|

The Problem With Iraqi Security: More Than a Numbers Game
By Philip Barron Posted on June 25, 2007, Printed on December 16, 2009
http://www.alternet.org/bloggers//55156/
A critical component of the surge strategy in Iraq - arguably the most important element - involves the ability of Iraqi security forces to actually maintain security. U.S. generals are admitting publicly that that element is sadly lacking: The U.S. commander of a new offensive north of Baghdad, reclaiming insurgent territory day by day, said Sunday his Iraqi partners may be too weak to hold onto the gains. The Iraqi military does not even have enough ammunition, said Brig. Gen. Mick Bednarek: "They're not quite up to the job yet." His counterpart south of Baghdad seemed to agree, saying U.S. troops are too few to garrison the districts newly rid of insurgents. "It can't be coalition (U.S.) forces. We have what we have. There's got to be more Iraqi security forces," said Maj. Gen. Rick Lynch. It would be one thing if mere numbers were the only concern, but an ongoing Time investigation indicates that the performance of Iraqi security is the weak link in the surge strategy, and that the insurgency is eagerly exploiting it:
Most of the tactics are designed to exploit the ineptitude of Iraqi security forces — the 30,000 soldiers and 21,000 police who are meant to support U.S. troops. Lacking in training, equipment and motivation, the Iraqis are the soft underbelly of the surge. A U.S. military internal assessment of the surge in late May showed that they are often unable to perform the simplest tasks, like manning checkpoints. And insurgent groups take full advantage, easily slipping men and munitions in and out of neighborhoods guarded by Iraqi soldiers and police. The simplest ruses work best, as the field commander of one insurgent group told me: "They never check cars with families, or children, or old people. If you have a woman passenger, you can drive past 50 checkpoints with a trunk full of C4, and you won't be stopped once." The pending assessment of Iraqi security for Congress - slated for October and promising an "independent, objective and nonpartisan perspective" - has a strong Kabuki-like quality to it. Is there anyone who really believes that Iraqi readiness has improved since, say, 2005? A Washington Post article of that year, "Building Iraq's Army: Mission Improbable," painted the divide between U.S. and Iraqi forces:Frustrated U.S. soldiers question the Iraqis' courage, discipline and dedication and wonder whether they will ever be able to fight on their own, much less reach the U.S. military's goal of operating independently by the fall. "I know the party line. You know, the Department of Defense, the U.S. Army, five-star generals, four-star generals, President Bush, Donald Rumsfeld: The Iraqis will be ready in whatever time period," said 1st Lt. Kenrick Cato, 34, of Long Island, N.Y., the executive officer of McGovern's company, who sold his share in a database firm to join the military full time after the Sept. 11, 2001, attacks. "But from the ground, I can say with certainty they won't be ready before I leave. And I know I'll be back in Iraq, probably in three or four years. And I don't think they'll be ready then." Emphasis mine, and meant to underscore the timeframe: the hope that was that Iraqis would be able to "stand up" two years ago.
The article described the cultural gulf between the Americans and Iraqis and the woeful lack of effective arms and armor that hamper Iraqi forces. What it did not detail is the more recent and outright distrust of Iraqi security forces due to the infiltration of those forces by various sectarian militias. This infiltration is spurred by infighting and power-grabbing among factions of the Iraq government.Militia infiltration of Iraq’s security forces is so bad in some places that American soldiers sometimes do not know whether to trust their Iraqi counterparts. “We don’t trust ‘em,” said 1st Lt.

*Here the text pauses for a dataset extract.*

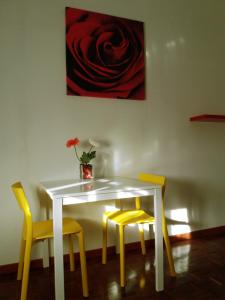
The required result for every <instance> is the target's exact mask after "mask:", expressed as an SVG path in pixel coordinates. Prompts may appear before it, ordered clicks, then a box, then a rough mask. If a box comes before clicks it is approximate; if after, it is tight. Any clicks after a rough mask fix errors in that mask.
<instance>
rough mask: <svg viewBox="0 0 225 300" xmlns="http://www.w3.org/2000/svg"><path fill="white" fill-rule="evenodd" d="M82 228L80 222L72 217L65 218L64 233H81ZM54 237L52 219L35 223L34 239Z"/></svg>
mask: <svg viewBox="0 0 225 300" xmlns="http://www.w3.org/2000/svg"><path fill="white" fill-rule="evenodd" d="M81 231H82V228H81V226H80V224H79V223H78V222H76V221H75V220H74V219H72V218H63V235H67V234H73V233H79V232H81ZM52 237H53V222H52V220H46V221H40V222H34V223H33V240H42V239H46V238H52Z"/></svg>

Steve Taylor, serving at a joint Iraqi-American security station in Sulakh. “There’s no way to know who’s good and who’s bad, so we have to assume they’re all bad, unfortunately.” In the Ameel neighborhood of Baghdad, the local commander of Iraqi national police has been replaced three times since March because of ties to militias or insurgent groups. In some instances, American soldiers have been killed by Iraqi security forces that they were actually training. The Catch-22 of Iraq is that while sustained security is impossible without a unified political will from above, the lack of that will in Baghdad promotes factionalism and unreliability among the very security forces with whom the Americans are trying to partner. All the reclamation in the world is futile in the face of such an undermining trend; clear, hold, and lose becomes the order of the day. It will take much more than additional Iraqis in uniform to reverse this current.
Philip Barron is a St. Louis writer and author of the blog Waveflux.